While one of the objectives of business is to make profit, the major aim is to satisfy customer’s needs. A good business must leave customers satisfied (value for money). Businesses are in charge of production of consumer goods and to make sure that the needs of the people in an area are met. Businesses are set up for specific goals, set of objectives or motives. It is important for all corporate organisations to analyse the gap between customers’ needs and their production levels or nature of products or services. Change is the only constant thing in life. The ever changing needs of man means that businessmen and women must continue to review their objectives, methodology and the quality of their finished goods or services, or the strategy of getting the products or services to their valued customers. A good way to do this is the “business gap analysis”. Gap analysis can be used to analyse all businesses, either in the primary, secondary or tertiary sector.

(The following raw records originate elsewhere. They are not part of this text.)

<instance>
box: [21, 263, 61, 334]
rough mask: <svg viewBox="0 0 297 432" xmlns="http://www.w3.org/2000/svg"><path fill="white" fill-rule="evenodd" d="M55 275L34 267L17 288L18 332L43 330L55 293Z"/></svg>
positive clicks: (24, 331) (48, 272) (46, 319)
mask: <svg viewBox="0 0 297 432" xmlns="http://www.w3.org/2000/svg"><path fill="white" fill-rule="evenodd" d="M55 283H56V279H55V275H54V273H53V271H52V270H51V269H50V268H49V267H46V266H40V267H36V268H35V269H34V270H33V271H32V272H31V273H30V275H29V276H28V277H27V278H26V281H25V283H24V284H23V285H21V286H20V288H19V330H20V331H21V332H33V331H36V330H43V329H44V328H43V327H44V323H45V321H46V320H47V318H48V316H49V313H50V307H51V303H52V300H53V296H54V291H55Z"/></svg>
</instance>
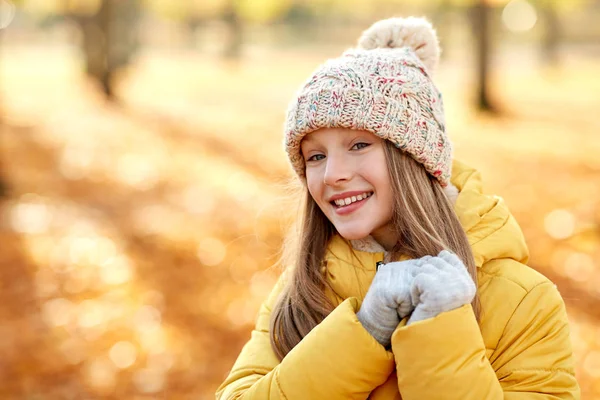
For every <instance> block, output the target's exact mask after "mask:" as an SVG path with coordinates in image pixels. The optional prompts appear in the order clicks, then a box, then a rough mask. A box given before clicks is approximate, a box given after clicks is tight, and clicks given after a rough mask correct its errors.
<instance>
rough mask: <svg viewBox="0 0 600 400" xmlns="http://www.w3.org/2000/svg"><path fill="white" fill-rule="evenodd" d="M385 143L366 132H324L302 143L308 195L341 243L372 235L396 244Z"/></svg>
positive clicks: (381, 241)
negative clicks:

A business gap analysis or gap analysis is a method of assessing the performance of a business unit to determine whether business requirements or objectives are being met and, if not, look for the steps to be taken to meet them. A gap analysis may also be referred to as a “needs analysis”, “needs assessment” or “need-gap analysis”. The “gap” in the business gap analysis refers to the space between “where a company is” as a part of the business (the present state) and “where the company wants or ought to be” (the target state or desired state based on stated goals or best performance of other organisations in the same sector). Gap analyses are used for various roles. In information technology, gap analysis reports are often used by project managers and process improvement teams as the starting point for an action plan to produce operational improvement. In professional football management, it is the main tool of target setting. The gap analysis also helps in benchmarking actual business performance so it can be measured against optimal sector performance levels.